The fishing village Batampang is home to local fisherman Atak Suraji. The village is located in Mawas, which is home to 3,000 wild orangutans. Mawas is a peat bog area that has been exposed to destructive timber and agriculture initiatives throughout the 90s. This has changed the ecosystem and made the peat dry in the summer months, where there are no monsoons. The risk of forest fires has increased, especially because the illegal industries use open fire when they want to clear the forest.

Illegal burning

The small communities in and around the rainforest have always burned forest areas in order to establish small agricultural areas. The method is both effective at creating space for crops and fertilizing the poor soil. However, the use of this method increased dramatically after the rise of the palm industry, despite the fact that the method is prohibited in Indonesia. Many palm oil producers circumvent the law and burn the forest to make way for plantations, and they are doing it on a scale that they cannot control.

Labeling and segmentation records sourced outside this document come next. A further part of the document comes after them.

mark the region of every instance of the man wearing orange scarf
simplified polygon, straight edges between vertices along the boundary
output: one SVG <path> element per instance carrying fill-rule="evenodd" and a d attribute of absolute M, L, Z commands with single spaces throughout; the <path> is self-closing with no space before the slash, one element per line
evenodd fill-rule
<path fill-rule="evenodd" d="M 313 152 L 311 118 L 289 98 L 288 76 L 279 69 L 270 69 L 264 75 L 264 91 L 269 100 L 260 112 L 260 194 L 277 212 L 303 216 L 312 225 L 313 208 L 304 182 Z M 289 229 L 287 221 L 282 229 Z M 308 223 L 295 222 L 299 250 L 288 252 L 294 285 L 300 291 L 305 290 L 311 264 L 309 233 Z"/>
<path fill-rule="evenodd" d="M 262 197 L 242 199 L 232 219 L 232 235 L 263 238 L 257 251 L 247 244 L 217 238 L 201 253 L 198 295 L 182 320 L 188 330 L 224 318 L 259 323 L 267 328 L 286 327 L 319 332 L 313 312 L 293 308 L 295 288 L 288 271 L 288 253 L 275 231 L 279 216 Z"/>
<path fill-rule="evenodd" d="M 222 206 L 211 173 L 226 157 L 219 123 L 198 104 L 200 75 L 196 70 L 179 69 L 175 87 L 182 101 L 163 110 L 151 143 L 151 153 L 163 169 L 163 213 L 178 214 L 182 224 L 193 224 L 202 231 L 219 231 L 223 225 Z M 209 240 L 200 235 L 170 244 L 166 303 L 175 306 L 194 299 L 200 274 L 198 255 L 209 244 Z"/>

Orangutans lose their homes

When forest areas burn down, orangutans and many other animal species lose their homes and many of them do not manage to escape in time. Atak Suraji explains that he is losing a large part of his livelihood as fish are dying in the heated tributaries or disappear from the area because of the high water temperatures. When the fires grow bigger, the smoke affects all Borneo and its neighboring countries, and when the peat bog burns, huge amounts of C02 are emitted.

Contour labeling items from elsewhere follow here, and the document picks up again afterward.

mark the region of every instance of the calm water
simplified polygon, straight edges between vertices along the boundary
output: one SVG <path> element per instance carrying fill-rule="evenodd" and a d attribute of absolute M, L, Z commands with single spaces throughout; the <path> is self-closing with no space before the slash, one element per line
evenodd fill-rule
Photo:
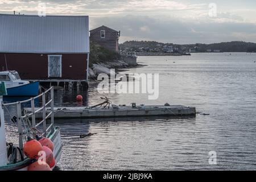
<path fill-rule="evenodd" d="M 141 56 L 127 73 L 159 73 L 159 97 L 106 94 L 117 104 L 182 104 L 209 115 L 57 121 L 63 144 L 61 170 L 256 169 L 256 54 Z M 175 61 L 175 63 L 173 63 Z M 100 101 L 97 83 L 83 105 Z M 55 92 L 56 105 L 77 106 L 77 93 Z M 130 121 L 129 121 L 130 120 Z M 13 124 L 8 124 L 11 130 Z M 84 139 L 79 135 L 97 133 Z M 10 134 L 10 135 L 13 135 Z M 209 165 L 208 153 L 217 152 Z"/>

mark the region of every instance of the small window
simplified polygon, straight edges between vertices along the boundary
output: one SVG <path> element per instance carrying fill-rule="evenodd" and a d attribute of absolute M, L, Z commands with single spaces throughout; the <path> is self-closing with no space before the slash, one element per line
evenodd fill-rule
<path fill-rule="evenodd" d="M 17 80 L 20 80 L 20 77 L 19 77 L 19 75 L 18 73 L 15 73 L 14 75 L 15 75 L 15 77 L 17 78 Z"/>
<path fill-rule="evenodd" d="M 11 75 L 11 78 L 13 78 L 13 80 L 16 80 L 17 79 L 16 79 L 15 76 L 13 74 Z"/>
<path fill-rule="evenodd" d="M 101 30 L 101 38 L 105 38 L 105 30 Z"/>
<path fill-rule="evenodd" d="M 10 77 L 6 75 L 0 75 L 0 81 L 10 81 Z"/>

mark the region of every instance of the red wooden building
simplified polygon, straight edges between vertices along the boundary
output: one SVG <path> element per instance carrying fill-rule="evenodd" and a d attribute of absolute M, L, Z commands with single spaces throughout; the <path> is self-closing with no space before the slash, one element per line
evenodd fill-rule
<path fill-rule="evenodd" d="M 0 71 L 22 79 L 86 81 L 89 44 L 87 16 L 0 14 Z"/>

Nyaru Menteng shrouded in haze

Nyaru Menteng shrouded in haze

The rehabilitation center Nyaru Menteng is located west of the rainforest area Mawas. Since early September, the amount of haze from nearby forest fires has increased. The center therefore needs to keep the youngest orangutans inside due to the risk of asphyxiation, and this change is not popular among the small active orangutans. There is no risk that the fire will affect Nyaru Menteng, but the smoke is not healthy for the orangutans or the staff.

Volunteer fire patrol

There are clearly plenty of reasons to support firefighting in Borneo. Following the devastating fires in 2008, Atak Suraji decided to volunteer in a fire patrol that Save the Orangutan partner, BOS Mawas, has helped to organize and provide equipment to. The patrol has established small reservoirs around the village, and monitors particularly exposed parts of the forest.

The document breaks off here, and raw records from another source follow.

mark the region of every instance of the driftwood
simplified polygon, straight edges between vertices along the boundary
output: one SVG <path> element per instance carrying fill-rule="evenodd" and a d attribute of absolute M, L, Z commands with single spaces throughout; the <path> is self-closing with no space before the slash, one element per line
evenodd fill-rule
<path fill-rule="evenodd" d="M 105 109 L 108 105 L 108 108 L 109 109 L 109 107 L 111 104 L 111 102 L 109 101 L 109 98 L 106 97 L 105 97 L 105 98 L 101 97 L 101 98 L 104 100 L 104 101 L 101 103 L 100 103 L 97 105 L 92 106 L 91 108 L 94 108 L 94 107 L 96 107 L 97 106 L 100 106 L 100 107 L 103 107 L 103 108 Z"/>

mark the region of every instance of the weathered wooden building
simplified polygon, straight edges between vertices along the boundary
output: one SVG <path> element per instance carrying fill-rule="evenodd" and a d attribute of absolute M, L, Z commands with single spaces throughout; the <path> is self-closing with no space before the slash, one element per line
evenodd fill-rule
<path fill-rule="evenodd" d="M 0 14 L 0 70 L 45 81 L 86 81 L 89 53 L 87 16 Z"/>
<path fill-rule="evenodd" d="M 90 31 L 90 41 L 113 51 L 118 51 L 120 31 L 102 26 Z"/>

Putting out the the fires before they grow large

Today, Atak Suraji is head of the fire patrol. He and the other volunteers

cooperate with patrols in other villages. The collaboration includes working together to fight fires that are too far away to reach their own village. In that way they manage to put out the fires before they grow large and devastating. Save the Orangutan helps ensure an even better organization of patrols and provide the volunteers with better equipment to fight the devastating fires. Save the Orangutan supports the process in close cooperation with BOS Mawas and experts like Atak Suraji.